Indonesia sebagai negara yang memunyai cita-cita luhur sesuai dengan pesan dasar negara yakni sila kedua Pancasila “Kemanusiaan yang adil dan beradab”. Prinsip tersebut merupakan pesan humanitarian, dimana pesannya adalah keadilan, keberadaban. Nilai tersebut jelas tidak paradoks dengan nilai Islam yang berada pada QS al-Ma’un: 1-7. Konstektualisasi dari kandungan ayat tersebut tentu sangat bernilai Pancasilais sesuai dengan harapan dari nilai-nilai bangsa. Pandangan Islam pada dimensi ekonomi yang menyangkut humanisme memberikan dua penekanan agar pelaku ekonomi melakukan ikhtiar keadilan dalam memuliakan hidup manusia (QS. Al-Isra:70). Allah telah memberikan sumber daya alam yang melimpah, malah bukan hanya untuk manusia melainkan untuk sekalian makhluk-makhluk lain yang ada. Ketersedian sumberdaya tersebut oleh manusia sebagai pelaku ekonomi yang juga dipengaruhi oleh aspek sosial dan politik kerap kali malah menciptakan gap, dimana kelebihan pada satu pihak dan kekurangan pada pihak lain.

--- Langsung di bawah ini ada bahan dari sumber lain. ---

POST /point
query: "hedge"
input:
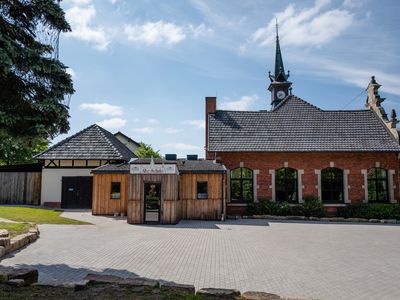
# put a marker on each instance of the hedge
(370, 211)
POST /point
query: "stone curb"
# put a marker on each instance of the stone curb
(323, 219)
(8, 245)
(23, 277)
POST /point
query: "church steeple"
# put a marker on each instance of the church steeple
(279, 86)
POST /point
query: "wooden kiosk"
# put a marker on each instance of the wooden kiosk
(161, 191)
(153, 193)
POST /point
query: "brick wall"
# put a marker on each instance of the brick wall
(309, 162)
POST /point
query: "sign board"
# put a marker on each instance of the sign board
(152, 168)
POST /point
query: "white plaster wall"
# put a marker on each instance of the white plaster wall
(51, 182)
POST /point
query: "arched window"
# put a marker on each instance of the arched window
(241, 185)
(377, 185)
(332, 185)
(286, 185)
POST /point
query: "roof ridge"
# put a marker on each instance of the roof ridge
(104, 133)
(67, 139)
(284, 101)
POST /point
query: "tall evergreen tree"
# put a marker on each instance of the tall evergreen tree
(33, 83)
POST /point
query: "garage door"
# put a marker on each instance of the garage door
(77, 192)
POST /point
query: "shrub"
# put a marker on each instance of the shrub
(370, 211)
(312, 207)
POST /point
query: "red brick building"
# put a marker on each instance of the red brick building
(297, 149)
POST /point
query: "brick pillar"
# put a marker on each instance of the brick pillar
(211, 107)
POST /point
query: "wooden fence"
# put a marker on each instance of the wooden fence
(20, 188)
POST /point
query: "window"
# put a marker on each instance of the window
(202, 190)
(241, 185)
(377, 185)
(286, 185)
(115, 190)
(332, 185)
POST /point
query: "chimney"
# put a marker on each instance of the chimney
(211, 107)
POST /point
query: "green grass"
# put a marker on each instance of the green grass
(36, 215)
(15, 229)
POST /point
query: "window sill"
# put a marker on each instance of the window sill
(238, 203)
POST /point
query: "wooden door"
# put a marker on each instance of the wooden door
(152, 202)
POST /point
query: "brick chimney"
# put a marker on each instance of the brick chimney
(211, 107)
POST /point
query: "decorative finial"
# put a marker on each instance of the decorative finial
(393, 120)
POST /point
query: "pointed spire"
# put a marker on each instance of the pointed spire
(393, 120)
(279, 74)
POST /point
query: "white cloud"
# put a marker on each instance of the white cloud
(353, 3)
(312, 26)
(79, 2)
(200, 30)
(80, 19)
(152, 121)
(144, 130)
(103, 108)
(197, 123)
(361, 77)
(182, 147)
(113, 123)
(172, 130)
(152, 33)
(244, 103)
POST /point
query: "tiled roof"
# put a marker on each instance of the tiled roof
(93, 142)
(297, 126)
(184, 166)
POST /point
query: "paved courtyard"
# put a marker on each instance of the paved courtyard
(324, 261)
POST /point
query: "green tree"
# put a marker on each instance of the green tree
(145, 150)
(32, 82)
(17, 151)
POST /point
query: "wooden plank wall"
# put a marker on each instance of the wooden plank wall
(169, 197)
(102, 203)
(204, 209)
(20, 188)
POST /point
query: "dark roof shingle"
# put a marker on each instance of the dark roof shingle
(93, 142)
(297, 126)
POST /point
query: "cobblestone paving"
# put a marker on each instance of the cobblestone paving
(324, 261)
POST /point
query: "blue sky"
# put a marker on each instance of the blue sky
(143, 67)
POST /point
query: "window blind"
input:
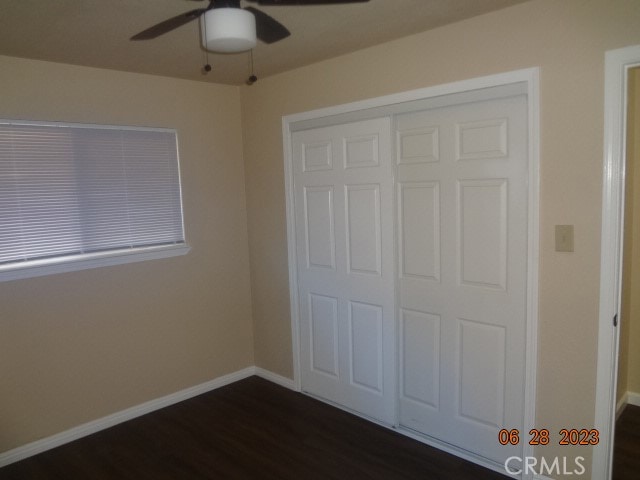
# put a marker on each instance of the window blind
(76, 190)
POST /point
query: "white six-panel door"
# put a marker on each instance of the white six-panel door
(462, 238)
(457, 210)
(344, 237)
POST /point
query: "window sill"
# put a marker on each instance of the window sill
(83, 262)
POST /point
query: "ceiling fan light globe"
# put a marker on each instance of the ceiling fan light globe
(228, 30)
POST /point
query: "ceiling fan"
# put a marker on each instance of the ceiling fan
(226, 27)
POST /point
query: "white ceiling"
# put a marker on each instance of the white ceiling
(96, 33)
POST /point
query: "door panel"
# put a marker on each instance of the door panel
(462, 230)
(344, 227)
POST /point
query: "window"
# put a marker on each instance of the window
(80, 196)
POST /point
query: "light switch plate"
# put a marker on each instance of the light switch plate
(564, 238)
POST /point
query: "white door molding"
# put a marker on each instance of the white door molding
(529, 80)
(617, 64)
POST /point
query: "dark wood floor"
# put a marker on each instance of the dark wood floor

Sungguhpun mempunyai perspektif kesejarahan seperti tersebut di atas, Islam juga mengajarkan kebebasan dan keterbukaan akses terhadap sumberdaya dalam merengkuh rizki. Setiap ada effort dalam kinerja bagi setiap orang memperoleh apresiasi (ganjaran/upah). Effort dalam sebuah upaya kinerja mendapat perhatian dari al-Qur’an (QS. Al Najm: 39); “Seseorang tidak dihukum karena dosa orang lain, dan dosa seseorang tidak dipikul oleh orang lain. Seseorang tidak mendapatkan pahala kecuali apa yang diusahakannya untuk dirinya sesuai kesanggupannya.” Ayat ini memberikan stimulasi bagi setiap orang untuk mempunyai etos kerja untuk membuahkan prestasi dari hasil usaha. Secara sosial terjadi implikasi dari ayat tersebut yakni perihal kompetisi antara individu maupun antara kelompok masyarakat untuk memperoleh hasil dari effort yang mereka upayakan. Implikasinya adalah akan terjadi perbedaan pendapatan (income) dan berakibat pada berbedaan tingkat sosial karena kepemilikan.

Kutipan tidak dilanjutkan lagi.